SharonAnne's and Elaine share a very real painful past which should never be forgotten in a transgender conversation of how we got to where we are today. Physical SRS pain followed (or proceeded) by even more emotional pain. Thanks SharonAnne for sharing, I am sending positive vibes along for you to add a friend or two to your list.

Cyrsti's Condo "Sunday Edition"

Ker Plunk! Listen up! Another Sunday version is hitting your virtual front porch. Thanks for joining in on another glorious Fall morning along the Ohio River here in Cincinnati. Lets get a hot "Cup o Joe" head out to the deck with the laptop and get started.

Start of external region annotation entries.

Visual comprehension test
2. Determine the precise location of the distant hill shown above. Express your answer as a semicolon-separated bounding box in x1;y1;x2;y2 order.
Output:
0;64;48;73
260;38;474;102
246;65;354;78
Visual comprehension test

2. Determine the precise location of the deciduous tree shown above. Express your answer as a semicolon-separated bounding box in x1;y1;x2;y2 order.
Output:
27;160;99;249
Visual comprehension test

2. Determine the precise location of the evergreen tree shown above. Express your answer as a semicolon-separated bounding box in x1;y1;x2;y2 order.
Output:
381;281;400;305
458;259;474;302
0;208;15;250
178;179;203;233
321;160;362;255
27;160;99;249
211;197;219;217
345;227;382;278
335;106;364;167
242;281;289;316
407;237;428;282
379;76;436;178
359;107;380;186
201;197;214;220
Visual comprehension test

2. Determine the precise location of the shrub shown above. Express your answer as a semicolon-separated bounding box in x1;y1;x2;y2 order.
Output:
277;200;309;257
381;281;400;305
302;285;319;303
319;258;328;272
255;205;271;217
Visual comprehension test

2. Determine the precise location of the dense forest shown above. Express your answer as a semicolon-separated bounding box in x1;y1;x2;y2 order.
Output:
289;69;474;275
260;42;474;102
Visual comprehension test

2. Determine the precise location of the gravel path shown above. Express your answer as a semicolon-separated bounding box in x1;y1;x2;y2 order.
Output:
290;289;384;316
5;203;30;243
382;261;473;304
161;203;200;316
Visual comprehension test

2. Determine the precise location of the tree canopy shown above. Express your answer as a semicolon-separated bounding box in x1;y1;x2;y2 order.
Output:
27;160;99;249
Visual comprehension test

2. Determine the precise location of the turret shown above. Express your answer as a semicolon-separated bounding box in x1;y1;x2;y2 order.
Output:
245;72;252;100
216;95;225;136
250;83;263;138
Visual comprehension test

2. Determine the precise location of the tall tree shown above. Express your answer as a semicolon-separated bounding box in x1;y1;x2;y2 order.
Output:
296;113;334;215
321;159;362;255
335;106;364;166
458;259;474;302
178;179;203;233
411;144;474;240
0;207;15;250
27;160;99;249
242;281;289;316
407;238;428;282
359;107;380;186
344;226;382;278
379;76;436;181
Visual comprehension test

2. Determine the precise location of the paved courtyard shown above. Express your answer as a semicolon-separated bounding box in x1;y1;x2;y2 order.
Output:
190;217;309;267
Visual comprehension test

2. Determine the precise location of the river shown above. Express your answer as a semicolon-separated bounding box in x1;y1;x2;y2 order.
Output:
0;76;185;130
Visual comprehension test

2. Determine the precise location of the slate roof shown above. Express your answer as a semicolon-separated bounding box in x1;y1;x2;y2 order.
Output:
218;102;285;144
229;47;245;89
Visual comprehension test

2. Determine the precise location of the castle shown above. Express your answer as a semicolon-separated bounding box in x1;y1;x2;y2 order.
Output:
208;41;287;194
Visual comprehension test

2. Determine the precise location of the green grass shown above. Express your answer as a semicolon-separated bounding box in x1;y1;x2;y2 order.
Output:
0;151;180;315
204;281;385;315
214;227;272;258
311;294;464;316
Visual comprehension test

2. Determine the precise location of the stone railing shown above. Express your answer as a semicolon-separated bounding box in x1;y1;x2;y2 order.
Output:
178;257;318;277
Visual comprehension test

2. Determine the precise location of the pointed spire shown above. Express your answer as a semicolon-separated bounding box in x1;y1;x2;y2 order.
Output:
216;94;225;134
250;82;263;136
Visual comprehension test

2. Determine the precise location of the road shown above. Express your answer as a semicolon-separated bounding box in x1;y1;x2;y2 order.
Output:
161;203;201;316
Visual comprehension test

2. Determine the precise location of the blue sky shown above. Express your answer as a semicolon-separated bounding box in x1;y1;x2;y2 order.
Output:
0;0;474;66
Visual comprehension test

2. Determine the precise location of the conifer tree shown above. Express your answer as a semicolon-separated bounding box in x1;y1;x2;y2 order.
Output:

Page One-The Week That was-or Wasn't: My pick this week goes to the story about the YMCA in Tacoma, Washington who reversed their stance on transgender individuals being allowed to use the changing/locker room of their choice. Here is an excerpt from Connie: 

 "Locker rooms are different than restrooms, though. Personally, I would not feel comfortable exposing my male genitalia in a women's locker room. In fact, I never liked it in men's locker rooms, either. We can talk about the difference between gender and sex until we're blue (pick the body part), but it becomes all-too-confusing when standing naked in front of others. No matter what may be going on in our minds, it's more about what is in our presentation that shapes perception by others. Having grown up as a very confused child, myself, I would never want to be the one to create confusion in the mind of a child now."

I agree but NEVER should the organization involved even intimate a transgender person is the "perve" when in fact we are the ones who have been the victims time after time.

Page Two-Opinion: Seemingly, it is a huge "no-no" to compare any racial discrimination with transgender discrimination-but here goes. Should places such as the YMCA be forced to provide "separate but equal" changing/locker room facilities? Not unlike the old "Jim Crow" racial discrimination laws in the South? And, in this day of litigation everywhere, wouldn't that open the door for everyone else to do it too? Number one, I'm not smart enough to know, or two, have a crystal ball which is clear enough to tell me. But, (no pun intended) If I was provided a trans changing room-I would take it. I don't need that kind of battle! (Or embarrassment, and I too think of the kids.)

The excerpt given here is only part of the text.